Foto : Nelson Vitorino e o meu filho Tomás na Volta ao Algarve 2009
Agora que acabou a Volta a Portugal, é tempo de homenagear aqui no "O meu espaço" um amigo...um ciclista que finalizou a Volta no Top 10 da geral individual. O Vitorino têm tanto de bom ciclista como de Homem. É uma amizade que ficou desde os tempos em que fui corredor de bicicleta. Ele prosseguiu a carreira, e agora é um dos mais respeitados ciclistas Portugueses. Para alem de outros lugares de destaque noutras provas realizadas esta época e nas anteriores, consegue terminar esta Volta a Portugal num excelente 8º lugar. Mais importante este resultado, se ter em conta que tinha como missão ajudar o seu colega e dorsal 1 David Blanco. E não se ficou por este trabalho...foi vê-lo tambem na ajuda ao Candido Barbosa no inicio da Volta, até à 1ª chegada em alto (Monte Sta. Quitéria em Felgueiras), altura em que o Candido mostrou não estar em condições de discutir a geral individual da Volta a Portugal.
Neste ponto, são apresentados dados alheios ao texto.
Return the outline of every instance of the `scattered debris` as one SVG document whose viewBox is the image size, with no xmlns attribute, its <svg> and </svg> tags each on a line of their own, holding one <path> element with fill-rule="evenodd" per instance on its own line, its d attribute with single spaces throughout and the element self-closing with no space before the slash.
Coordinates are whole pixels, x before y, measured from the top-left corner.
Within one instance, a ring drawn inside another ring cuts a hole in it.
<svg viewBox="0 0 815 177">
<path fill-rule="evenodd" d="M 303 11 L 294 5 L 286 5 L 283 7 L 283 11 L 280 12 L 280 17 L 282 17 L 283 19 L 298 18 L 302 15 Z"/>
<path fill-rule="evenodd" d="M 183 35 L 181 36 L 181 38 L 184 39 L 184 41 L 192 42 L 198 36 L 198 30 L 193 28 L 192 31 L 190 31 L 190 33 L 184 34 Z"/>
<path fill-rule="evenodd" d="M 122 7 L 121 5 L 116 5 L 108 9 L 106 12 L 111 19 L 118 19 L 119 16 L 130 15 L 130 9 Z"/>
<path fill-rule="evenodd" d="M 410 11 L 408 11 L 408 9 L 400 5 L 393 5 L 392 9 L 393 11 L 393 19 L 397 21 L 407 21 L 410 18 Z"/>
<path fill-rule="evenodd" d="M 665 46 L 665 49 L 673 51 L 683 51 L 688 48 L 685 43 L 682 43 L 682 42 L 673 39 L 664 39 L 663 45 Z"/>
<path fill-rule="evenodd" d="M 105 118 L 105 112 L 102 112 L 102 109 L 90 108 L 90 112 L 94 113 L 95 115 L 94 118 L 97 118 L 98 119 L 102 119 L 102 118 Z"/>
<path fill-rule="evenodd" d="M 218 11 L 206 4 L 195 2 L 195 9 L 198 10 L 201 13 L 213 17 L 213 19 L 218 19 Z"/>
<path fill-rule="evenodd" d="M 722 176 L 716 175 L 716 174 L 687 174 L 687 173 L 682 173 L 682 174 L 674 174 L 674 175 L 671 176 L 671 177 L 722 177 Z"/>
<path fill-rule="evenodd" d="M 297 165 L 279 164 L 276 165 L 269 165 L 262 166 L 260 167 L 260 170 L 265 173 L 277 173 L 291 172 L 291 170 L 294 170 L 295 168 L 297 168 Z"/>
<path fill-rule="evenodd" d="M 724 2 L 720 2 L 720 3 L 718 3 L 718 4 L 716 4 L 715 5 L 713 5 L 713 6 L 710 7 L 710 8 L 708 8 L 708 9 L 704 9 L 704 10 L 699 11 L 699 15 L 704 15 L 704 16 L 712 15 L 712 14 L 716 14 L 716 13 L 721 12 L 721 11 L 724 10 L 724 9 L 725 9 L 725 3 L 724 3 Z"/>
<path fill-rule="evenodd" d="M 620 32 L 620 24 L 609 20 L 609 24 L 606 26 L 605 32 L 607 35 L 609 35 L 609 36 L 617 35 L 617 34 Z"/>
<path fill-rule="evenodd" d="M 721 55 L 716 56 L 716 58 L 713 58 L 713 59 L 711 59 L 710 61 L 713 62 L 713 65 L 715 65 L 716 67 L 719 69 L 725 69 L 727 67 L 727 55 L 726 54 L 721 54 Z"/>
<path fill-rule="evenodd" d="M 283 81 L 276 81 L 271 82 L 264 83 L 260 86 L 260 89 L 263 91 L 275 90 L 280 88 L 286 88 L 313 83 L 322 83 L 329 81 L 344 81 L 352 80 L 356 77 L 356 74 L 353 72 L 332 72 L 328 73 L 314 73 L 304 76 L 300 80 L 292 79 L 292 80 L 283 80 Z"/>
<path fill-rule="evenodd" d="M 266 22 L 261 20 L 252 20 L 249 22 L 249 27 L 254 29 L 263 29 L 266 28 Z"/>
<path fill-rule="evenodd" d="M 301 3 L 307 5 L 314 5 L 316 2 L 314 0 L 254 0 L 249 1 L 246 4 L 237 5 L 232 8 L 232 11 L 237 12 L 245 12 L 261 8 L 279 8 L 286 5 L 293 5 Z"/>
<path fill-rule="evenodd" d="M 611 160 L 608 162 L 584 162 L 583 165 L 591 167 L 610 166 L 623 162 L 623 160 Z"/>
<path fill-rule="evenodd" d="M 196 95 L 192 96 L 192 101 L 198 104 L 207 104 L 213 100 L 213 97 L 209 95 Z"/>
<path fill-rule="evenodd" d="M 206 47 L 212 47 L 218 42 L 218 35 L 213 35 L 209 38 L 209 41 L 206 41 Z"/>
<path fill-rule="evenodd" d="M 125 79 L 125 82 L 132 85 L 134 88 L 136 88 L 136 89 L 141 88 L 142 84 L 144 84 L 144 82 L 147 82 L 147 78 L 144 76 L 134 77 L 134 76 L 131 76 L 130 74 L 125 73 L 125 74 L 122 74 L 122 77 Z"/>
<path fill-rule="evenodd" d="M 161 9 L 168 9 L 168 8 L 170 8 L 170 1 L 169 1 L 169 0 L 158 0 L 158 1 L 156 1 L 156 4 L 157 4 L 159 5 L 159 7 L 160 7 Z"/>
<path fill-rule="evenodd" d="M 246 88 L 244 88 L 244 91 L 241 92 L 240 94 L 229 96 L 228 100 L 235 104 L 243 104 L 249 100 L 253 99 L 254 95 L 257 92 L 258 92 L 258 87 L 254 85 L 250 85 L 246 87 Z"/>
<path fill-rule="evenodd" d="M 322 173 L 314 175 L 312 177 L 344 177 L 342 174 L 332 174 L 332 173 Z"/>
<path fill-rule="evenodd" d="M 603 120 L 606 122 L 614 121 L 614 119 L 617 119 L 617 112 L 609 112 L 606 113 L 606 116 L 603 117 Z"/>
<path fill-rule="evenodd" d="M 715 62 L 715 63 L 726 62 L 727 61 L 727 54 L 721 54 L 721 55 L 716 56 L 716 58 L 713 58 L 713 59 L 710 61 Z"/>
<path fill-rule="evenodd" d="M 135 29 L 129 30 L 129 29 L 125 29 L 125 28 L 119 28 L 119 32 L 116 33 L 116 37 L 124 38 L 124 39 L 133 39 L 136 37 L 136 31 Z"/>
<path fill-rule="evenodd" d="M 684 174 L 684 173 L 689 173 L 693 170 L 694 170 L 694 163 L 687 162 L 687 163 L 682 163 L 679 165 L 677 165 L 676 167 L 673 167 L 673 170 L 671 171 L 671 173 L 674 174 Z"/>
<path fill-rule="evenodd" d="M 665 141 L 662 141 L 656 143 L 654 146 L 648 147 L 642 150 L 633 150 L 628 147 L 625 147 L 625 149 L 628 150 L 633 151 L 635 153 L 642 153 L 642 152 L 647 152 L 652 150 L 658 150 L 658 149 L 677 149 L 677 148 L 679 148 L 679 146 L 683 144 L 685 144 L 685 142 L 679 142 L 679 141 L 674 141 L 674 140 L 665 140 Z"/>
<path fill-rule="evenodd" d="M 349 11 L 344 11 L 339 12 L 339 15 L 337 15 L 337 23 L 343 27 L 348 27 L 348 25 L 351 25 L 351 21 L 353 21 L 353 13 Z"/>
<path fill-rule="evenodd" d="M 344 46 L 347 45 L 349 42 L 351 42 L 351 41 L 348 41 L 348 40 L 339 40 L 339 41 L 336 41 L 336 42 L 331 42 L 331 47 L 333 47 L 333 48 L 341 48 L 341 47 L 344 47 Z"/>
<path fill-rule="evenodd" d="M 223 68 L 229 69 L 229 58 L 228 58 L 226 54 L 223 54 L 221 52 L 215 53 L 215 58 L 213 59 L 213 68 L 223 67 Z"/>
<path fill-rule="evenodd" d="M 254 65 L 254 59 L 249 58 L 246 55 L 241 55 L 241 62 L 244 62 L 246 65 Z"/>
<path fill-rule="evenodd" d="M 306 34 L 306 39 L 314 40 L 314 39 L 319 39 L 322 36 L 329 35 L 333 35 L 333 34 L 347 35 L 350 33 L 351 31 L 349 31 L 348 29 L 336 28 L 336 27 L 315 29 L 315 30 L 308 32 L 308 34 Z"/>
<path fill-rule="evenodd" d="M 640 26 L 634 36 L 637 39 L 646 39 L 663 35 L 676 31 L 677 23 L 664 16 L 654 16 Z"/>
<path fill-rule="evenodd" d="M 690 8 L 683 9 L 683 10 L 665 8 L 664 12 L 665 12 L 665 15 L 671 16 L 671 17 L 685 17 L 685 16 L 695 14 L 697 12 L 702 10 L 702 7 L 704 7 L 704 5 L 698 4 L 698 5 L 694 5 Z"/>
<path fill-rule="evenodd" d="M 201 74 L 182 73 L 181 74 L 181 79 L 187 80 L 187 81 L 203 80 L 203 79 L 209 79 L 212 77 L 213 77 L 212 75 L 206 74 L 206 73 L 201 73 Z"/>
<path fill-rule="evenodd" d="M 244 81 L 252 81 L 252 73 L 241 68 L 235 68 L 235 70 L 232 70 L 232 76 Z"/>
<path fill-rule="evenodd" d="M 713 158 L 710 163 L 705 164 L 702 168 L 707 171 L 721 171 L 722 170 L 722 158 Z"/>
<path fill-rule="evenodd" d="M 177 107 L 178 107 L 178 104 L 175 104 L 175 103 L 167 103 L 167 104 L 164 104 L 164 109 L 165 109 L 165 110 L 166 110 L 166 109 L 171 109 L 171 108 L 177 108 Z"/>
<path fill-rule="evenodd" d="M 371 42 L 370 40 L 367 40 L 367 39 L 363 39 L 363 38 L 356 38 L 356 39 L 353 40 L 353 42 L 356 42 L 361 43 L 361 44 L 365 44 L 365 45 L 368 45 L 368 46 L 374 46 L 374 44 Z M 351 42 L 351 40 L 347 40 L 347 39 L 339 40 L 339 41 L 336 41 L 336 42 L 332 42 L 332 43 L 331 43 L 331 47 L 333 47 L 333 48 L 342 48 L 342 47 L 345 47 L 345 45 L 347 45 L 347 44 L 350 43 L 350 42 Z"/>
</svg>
Apesar da distancia (kilométrica) que nos separa a amizade perdurou sempre, e há sempre histórias, algumas recambolescas para contar dos tempos em que fomos colegas de equipa, ou adversários na estrada (no meu 1º ano de junior no C.C. Loule e o Vitorino no C.C. Tavira).
A história que vou aqui registar passou-se em 1995, o meu ultimo ano no ciclismo. A equipa foi convidada para participar na "Vuelta Ciclista a Espana Aficionados"era a Volta a Espanha para o nosso escalão na altura designado por Amadores, agora Sub-23.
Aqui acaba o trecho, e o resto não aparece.